Рабочие ответили гулом пяти тысяч голосов.
Иван Кузьмич и Степан Яковлевич шагали по усаженному молодыми липами заводскому двору. Было странно смотреть и на этот всегда шумный, теперь пустой двор, и на то, как с молодых лип, еще не сбросивших листву, лениво хлопьями падал теплый первый снег, и на то, как кое-где на крышах цехов расхаживали, задирая головы в небо, вооруженные рабочие. Молча, ничего не понимая, Иван Кузьмич и Степан Яковлевич подошли к зданию заводоуправления, по мраморным ступенькам поднялись на второй этаж, заглянули в приемную директора — обширную, устланную коврами комнату — и, не видя обычной дежурной секретарши, открыли дверь в кабинет.

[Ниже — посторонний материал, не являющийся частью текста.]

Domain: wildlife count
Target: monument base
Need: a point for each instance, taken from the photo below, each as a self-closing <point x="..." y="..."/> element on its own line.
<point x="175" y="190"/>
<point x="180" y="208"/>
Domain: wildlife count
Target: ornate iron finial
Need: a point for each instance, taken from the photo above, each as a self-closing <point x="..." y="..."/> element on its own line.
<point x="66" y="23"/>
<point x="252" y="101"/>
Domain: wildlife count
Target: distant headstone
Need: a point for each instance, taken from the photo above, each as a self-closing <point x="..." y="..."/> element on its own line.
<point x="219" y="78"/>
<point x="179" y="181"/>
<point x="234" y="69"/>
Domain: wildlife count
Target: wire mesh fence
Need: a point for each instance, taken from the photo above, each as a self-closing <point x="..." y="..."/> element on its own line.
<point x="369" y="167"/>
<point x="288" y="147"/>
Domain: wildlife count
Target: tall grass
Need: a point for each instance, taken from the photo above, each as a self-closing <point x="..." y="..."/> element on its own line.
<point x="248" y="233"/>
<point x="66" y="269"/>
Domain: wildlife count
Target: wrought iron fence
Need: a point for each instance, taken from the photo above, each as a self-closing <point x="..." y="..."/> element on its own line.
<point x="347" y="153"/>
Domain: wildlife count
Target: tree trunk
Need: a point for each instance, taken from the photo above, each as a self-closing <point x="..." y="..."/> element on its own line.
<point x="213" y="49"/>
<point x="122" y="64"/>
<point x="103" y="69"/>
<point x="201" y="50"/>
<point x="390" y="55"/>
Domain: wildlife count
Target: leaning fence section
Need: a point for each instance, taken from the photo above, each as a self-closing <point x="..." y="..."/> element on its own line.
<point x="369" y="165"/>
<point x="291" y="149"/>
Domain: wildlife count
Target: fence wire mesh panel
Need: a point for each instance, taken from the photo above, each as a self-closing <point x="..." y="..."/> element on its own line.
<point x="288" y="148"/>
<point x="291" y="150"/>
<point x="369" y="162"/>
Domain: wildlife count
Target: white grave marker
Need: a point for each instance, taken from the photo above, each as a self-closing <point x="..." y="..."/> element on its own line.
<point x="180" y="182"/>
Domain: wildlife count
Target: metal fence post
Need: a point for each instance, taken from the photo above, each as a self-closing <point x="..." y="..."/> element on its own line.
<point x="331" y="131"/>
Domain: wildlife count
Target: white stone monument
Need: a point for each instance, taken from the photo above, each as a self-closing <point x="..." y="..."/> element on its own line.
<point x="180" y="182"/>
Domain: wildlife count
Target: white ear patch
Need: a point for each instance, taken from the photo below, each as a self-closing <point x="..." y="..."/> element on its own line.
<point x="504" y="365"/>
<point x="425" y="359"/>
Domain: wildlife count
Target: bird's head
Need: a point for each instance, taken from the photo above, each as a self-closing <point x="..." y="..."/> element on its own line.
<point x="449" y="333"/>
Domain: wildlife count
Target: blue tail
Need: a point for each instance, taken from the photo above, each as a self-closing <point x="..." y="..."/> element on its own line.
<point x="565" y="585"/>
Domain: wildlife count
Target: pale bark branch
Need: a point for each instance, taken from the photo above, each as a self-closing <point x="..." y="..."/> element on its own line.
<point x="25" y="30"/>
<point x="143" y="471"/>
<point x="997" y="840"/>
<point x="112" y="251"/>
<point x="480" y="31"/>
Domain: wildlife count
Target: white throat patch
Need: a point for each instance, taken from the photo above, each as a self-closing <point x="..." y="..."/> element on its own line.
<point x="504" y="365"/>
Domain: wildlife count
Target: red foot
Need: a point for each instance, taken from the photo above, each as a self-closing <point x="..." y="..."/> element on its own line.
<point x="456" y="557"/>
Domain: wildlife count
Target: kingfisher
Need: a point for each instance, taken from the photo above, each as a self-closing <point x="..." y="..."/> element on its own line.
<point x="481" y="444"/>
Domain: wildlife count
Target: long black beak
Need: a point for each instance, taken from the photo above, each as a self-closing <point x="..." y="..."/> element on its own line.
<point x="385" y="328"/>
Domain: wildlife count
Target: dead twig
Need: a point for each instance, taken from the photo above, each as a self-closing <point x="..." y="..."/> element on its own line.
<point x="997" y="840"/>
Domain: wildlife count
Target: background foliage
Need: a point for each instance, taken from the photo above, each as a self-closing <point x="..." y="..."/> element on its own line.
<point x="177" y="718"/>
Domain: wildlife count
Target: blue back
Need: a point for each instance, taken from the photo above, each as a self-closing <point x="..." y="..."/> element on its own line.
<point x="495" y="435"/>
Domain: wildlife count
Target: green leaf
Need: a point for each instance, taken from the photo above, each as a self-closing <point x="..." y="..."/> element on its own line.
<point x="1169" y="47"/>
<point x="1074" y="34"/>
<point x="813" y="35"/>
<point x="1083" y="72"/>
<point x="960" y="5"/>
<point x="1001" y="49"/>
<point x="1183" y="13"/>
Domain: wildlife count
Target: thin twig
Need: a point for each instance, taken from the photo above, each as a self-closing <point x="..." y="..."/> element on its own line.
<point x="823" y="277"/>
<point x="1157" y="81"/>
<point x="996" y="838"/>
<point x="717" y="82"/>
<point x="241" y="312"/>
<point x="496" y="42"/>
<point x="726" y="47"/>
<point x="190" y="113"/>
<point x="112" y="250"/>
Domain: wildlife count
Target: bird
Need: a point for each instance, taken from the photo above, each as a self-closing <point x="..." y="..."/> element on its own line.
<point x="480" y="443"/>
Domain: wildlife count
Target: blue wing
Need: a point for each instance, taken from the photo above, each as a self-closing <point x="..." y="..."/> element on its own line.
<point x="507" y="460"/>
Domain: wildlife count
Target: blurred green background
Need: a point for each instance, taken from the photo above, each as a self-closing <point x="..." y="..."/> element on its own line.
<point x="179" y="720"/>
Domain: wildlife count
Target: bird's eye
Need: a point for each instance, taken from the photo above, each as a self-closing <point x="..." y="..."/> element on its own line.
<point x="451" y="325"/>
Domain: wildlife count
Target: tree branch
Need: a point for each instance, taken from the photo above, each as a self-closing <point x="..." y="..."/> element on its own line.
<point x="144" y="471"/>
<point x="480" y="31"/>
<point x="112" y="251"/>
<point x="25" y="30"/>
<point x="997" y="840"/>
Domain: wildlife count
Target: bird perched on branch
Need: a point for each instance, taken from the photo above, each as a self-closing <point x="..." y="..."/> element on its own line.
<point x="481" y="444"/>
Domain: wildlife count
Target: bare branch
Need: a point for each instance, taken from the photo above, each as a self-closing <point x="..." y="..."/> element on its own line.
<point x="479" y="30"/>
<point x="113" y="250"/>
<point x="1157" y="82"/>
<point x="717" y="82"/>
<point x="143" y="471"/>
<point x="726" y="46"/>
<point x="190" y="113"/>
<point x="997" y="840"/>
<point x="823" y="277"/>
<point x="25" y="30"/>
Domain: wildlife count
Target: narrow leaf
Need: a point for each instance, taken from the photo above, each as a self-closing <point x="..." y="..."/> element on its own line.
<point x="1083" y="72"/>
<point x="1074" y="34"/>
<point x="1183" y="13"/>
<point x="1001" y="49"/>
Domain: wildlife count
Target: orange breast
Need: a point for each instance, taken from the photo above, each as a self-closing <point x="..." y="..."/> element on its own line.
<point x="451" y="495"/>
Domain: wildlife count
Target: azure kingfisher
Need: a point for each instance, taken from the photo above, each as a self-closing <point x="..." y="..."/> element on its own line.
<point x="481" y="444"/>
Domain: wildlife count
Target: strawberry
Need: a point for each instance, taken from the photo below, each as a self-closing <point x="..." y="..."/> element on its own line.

За столом сидел Макар Рукавишников. Он поднял с рук голову, но руки остались на столе, готовые снова принять голову. Красными от бессонницы глазами посмотрев на вошедших, прохрипел:
— Вас-то зачем притащило?
— Да как же, Макар Савельевич, — начал первым Иван Кузьмич, предварительно дернув за рукав Степана Яковлевича, шепнув: «Давай уж я, а то ты горяч и сломаешь все враз». — Как же, Макар Савельевич, рабочие-то у ворот волнуются.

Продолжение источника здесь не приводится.